All of these developments indicate one larger, underlying trend in the chocolate industry: consumers are no longer satisfied with conventional, mass-produced chocolate, manufactured in relative obscurity in factories far, far from the cacao estates of Africa and South America. The new products catching on now all enable the consumer to get closer to his or her chocolate, but none more so than bean-to-bar.

What is Bean-to-Bar?

Bean-to-bar chocolate is based upon the premise of a single goal: carry out the chocolate-making process, from grinding the beans to moulding the bars, under one roof. It may sound like a simple concept, but many producers of retail and wholesale chocolates work with chocolate from another manufacturer, which they melt to form into truffles, bonbons, or other confections.

Companies might opt for a bean-to-bar operation for a number of reasons: large companies might own the process for economic reasons, but the smaller companies cropping up in abundance now want to control the production process for the purposes of improving quality, working conditions, or environmental impact.

Where Did the Idea Come From?

The trend toward bean-to-bar chocolate production first sprang up in San Francisco, on the west coast of the United States - a city known for its culinary pioneering.

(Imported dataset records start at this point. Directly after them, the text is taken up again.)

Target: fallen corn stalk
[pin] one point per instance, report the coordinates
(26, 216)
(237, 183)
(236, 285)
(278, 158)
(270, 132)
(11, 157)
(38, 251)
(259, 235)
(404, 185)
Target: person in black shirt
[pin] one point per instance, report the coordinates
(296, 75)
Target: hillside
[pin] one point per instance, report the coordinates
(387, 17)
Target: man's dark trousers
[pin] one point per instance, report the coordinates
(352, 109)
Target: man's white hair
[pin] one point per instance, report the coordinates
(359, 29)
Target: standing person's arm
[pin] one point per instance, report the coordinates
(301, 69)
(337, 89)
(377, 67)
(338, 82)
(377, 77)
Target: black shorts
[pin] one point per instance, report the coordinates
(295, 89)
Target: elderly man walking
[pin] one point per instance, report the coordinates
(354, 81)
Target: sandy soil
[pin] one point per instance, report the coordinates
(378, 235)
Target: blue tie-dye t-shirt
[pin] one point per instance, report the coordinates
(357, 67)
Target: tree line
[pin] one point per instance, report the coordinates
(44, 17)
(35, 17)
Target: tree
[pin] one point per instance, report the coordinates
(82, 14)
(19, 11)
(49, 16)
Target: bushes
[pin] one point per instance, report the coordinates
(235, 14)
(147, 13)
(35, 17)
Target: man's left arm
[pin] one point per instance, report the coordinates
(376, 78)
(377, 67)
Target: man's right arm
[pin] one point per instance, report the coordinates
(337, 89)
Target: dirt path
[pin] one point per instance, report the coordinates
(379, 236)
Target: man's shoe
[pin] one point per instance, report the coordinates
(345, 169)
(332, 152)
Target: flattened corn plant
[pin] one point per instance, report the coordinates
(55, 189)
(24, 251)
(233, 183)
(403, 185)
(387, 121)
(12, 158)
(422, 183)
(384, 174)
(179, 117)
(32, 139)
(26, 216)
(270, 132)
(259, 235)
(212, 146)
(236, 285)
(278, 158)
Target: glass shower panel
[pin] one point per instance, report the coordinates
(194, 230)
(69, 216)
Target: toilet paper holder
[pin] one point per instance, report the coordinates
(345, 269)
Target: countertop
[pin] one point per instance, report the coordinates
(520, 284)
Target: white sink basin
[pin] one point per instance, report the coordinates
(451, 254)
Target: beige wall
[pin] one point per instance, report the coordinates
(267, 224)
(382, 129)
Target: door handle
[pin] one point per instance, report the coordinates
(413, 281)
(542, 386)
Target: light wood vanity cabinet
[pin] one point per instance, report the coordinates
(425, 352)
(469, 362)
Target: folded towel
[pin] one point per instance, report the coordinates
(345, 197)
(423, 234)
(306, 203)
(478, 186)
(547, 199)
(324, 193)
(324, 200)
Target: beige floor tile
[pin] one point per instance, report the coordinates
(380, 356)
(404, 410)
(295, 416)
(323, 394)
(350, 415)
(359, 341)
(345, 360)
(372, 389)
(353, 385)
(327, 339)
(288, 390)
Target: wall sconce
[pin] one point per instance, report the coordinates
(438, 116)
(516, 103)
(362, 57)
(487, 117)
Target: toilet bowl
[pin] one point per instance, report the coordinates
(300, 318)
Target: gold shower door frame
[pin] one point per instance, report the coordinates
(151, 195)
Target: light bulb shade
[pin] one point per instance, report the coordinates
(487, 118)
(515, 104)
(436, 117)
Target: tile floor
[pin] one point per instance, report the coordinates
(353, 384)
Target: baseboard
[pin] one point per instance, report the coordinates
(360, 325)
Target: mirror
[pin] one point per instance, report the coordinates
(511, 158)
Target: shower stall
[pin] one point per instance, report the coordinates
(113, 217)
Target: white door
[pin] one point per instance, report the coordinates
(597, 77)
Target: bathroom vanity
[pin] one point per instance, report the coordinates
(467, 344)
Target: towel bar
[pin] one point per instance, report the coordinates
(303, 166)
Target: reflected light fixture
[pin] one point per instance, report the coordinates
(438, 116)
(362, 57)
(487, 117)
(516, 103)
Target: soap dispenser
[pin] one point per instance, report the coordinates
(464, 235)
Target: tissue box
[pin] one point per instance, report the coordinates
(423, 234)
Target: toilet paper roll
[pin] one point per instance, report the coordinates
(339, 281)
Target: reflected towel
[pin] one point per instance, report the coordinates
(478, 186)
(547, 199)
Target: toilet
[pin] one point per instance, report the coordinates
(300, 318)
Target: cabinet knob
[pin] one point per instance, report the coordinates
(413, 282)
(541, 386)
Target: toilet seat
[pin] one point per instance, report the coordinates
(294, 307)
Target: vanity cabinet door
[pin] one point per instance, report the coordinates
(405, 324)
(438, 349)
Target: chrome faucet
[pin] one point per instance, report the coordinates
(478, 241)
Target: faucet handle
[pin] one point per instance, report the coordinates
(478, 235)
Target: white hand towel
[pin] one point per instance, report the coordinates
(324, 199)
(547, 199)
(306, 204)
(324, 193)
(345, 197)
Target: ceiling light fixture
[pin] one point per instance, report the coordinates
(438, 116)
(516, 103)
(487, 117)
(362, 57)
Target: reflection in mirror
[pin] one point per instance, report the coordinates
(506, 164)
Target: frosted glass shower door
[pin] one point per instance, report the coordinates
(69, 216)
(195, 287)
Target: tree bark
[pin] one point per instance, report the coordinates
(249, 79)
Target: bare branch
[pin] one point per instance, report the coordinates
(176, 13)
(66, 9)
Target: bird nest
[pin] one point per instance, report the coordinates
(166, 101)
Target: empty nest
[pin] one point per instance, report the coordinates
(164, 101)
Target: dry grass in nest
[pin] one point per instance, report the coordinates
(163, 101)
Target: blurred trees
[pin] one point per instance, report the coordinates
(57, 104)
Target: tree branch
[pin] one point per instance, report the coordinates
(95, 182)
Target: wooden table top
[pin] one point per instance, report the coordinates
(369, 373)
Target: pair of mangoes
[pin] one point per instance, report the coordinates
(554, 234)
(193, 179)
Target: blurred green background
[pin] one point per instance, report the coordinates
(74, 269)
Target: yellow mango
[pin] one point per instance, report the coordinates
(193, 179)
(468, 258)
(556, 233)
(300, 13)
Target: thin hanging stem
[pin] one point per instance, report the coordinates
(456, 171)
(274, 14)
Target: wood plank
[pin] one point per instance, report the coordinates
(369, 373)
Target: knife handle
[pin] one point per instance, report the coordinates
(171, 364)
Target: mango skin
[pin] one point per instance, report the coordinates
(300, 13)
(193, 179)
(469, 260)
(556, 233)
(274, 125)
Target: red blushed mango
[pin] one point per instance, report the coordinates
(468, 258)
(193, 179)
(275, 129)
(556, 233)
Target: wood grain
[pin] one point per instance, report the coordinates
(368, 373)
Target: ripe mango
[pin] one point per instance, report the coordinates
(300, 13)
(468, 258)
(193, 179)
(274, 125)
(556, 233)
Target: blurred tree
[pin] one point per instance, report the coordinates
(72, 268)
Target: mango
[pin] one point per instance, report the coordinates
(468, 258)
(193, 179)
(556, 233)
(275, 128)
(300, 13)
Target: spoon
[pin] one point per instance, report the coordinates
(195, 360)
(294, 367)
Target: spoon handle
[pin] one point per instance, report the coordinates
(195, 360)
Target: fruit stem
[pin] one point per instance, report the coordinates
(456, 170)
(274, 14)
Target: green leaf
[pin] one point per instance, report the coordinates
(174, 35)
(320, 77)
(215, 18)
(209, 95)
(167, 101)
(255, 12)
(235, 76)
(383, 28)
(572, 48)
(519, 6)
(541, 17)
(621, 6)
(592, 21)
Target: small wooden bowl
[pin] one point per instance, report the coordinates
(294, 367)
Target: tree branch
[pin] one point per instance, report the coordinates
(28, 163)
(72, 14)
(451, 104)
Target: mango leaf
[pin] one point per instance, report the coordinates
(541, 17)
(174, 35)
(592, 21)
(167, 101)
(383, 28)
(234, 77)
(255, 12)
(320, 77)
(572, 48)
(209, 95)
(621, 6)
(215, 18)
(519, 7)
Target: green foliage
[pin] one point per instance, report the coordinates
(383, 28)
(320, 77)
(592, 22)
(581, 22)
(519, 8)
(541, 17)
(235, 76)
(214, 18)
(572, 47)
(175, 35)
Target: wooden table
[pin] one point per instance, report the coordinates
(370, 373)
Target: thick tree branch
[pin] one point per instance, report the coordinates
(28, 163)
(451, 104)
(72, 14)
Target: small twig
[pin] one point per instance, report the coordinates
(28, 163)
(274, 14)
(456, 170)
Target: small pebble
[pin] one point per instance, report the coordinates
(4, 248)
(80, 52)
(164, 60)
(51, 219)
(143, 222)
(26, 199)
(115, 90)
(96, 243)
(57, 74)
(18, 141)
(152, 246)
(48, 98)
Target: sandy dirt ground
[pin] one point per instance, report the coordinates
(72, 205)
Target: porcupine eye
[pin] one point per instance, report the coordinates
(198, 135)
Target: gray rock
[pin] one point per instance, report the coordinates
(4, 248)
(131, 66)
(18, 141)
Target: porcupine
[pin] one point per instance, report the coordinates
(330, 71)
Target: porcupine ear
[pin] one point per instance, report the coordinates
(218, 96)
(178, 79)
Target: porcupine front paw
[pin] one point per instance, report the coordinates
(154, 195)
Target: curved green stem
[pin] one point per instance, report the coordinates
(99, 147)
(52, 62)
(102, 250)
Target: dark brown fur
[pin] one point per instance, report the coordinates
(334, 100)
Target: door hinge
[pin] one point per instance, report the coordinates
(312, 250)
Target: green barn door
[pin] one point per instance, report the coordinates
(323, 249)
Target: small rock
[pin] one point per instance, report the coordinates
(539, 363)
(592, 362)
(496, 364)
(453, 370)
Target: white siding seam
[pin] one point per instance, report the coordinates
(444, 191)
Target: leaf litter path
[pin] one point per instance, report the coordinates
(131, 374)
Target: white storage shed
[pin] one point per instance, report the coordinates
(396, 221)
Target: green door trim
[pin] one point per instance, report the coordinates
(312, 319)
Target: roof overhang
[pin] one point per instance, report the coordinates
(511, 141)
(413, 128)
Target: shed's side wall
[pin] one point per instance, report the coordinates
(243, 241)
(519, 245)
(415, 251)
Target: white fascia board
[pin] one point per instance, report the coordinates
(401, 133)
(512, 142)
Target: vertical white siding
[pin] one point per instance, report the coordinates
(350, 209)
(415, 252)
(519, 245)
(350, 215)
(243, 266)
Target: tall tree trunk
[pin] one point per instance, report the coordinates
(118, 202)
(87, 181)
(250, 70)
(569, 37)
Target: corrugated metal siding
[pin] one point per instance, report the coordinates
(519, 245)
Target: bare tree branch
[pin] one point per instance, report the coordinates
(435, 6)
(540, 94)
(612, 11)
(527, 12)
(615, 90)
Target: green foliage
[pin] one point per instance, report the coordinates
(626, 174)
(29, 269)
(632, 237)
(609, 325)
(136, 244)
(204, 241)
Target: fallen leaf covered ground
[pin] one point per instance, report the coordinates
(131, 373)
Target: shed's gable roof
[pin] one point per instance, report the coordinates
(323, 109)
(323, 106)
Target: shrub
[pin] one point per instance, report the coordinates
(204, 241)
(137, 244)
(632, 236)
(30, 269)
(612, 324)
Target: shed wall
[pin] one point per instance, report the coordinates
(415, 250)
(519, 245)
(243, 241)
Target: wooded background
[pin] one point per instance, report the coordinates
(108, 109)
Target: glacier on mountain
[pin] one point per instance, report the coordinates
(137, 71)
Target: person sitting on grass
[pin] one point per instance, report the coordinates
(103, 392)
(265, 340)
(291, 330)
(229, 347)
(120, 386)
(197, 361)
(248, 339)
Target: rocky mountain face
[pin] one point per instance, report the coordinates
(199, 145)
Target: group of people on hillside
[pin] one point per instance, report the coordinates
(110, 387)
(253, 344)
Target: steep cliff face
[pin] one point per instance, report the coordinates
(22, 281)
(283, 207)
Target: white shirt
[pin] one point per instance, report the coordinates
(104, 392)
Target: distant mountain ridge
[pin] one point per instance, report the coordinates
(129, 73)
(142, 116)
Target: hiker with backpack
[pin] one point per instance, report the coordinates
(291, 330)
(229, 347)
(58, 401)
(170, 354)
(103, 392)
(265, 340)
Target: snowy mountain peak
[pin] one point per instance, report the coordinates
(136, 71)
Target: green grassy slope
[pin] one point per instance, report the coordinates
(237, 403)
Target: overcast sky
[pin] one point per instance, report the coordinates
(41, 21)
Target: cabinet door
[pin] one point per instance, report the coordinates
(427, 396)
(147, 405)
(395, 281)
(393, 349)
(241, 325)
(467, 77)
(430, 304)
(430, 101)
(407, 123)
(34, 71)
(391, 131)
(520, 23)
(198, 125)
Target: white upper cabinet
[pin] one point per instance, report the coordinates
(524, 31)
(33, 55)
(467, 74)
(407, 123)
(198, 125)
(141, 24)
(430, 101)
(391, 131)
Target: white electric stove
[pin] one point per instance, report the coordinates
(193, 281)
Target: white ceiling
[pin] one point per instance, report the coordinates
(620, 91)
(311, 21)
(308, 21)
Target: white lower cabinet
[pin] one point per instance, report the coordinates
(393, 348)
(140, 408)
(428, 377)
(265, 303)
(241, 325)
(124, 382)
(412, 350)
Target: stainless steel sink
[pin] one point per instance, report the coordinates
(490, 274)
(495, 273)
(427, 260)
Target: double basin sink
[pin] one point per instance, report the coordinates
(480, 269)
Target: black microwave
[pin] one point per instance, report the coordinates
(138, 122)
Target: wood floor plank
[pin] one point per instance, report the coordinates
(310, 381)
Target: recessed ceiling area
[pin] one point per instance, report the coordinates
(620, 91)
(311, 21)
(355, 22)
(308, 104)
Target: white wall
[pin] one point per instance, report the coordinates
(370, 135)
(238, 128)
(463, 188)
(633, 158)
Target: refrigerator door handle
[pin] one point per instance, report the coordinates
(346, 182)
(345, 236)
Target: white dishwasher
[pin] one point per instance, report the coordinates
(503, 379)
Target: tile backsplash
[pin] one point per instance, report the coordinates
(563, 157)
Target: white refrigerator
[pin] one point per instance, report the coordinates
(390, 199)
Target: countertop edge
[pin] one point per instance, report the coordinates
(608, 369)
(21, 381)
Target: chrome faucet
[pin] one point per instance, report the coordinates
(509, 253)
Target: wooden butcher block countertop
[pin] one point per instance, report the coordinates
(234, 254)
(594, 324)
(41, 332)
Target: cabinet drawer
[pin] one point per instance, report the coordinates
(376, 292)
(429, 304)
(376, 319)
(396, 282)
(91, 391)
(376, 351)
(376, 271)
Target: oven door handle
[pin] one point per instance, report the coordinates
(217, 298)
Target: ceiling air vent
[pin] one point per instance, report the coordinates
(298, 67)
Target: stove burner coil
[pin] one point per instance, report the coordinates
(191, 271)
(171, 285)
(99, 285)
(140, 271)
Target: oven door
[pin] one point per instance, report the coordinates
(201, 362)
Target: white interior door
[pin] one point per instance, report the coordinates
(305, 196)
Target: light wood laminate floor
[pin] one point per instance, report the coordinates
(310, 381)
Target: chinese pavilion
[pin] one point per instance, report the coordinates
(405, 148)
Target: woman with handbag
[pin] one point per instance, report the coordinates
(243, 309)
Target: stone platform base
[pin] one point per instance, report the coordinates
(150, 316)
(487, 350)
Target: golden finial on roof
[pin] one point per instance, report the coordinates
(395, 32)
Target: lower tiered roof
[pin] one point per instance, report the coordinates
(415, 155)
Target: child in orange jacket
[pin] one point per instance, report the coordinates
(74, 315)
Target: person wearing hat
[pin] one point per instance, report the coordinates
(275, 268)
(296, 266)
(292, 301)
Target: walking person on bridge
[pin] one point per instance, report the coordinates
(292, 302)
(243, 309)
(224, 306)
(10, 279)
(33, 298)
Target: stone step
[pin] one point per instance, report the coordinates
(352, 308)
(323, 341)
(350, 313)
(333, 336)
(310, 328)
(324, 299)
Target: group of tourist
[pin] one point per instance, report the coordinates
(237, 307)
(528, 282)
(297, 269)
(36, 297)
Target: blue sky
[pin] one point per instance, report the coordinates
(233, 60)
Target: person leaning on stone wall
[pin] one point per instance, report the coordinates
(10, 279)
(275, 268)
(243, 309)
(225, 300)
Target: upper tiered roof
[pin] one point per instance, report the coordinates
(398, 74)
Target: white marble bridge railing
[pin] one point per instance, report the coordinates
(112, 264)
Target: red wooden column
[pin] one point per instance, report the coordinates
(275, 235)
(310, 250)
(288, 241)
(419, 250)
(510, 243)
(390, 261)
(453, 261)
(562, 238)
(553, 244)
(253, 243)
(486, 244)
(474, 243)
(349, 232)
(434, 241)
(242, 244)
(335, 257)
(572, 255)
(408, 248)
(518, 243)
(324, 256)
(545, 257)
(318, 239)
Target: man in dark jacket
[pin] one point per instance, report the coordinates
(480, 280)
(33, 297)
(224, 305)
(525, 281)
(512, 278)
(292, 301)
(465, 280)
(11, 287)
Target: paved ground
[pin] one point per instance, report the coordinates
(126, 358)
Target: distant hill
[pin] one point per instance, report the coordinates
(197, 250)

However, the fad didn't take long to cross the pond to the UK. Duffy’s Chocolates of Lincolnshire buys unroasted cacao beans from Ecuador, Honduras, Guatemala, Peru, and other cacao-growing countries, and then does all the subsequent processing in-house. Sorting, roasting, winnowing, grinding, conching, refining, and tempering chocolate is a long, intensive process, but for many chocolatiers it has paid off - with chocolate bars of exceptional quality.

Other British chocolatiers, such as Willie’s Cacao and Hotel Chocolat, are also capitalising on the do-it-yourself trend. Willie’s is churning out high-quality single-estate chocolate bars from its factory in Devon, where the entire process is overseen by Willie himself. Hotel Chocolat grows cacao beans on its own plantation in St. Lucia, and offers workshops at many of its locations, where visitors can learn how to make chocolate straight from the bean.

One British chocolatier, London-based Paul A. Young, is taking the concept one step further by including even the shell of the cacao bean in his creations. Though most chocolate makers discard the shell and use only the nib, Young is experimenting with grinding shells and all with unrefined Demerara sugar, capturing the true essence of the entire bean.

Trends move fast in the culinary world, but it looks as though bean-to-bar might be here to stay. Given the increasing consumer interest in ethically sourced and produced, high-quality chocolates, it seems this universally loved confection has reinvented itself yet again.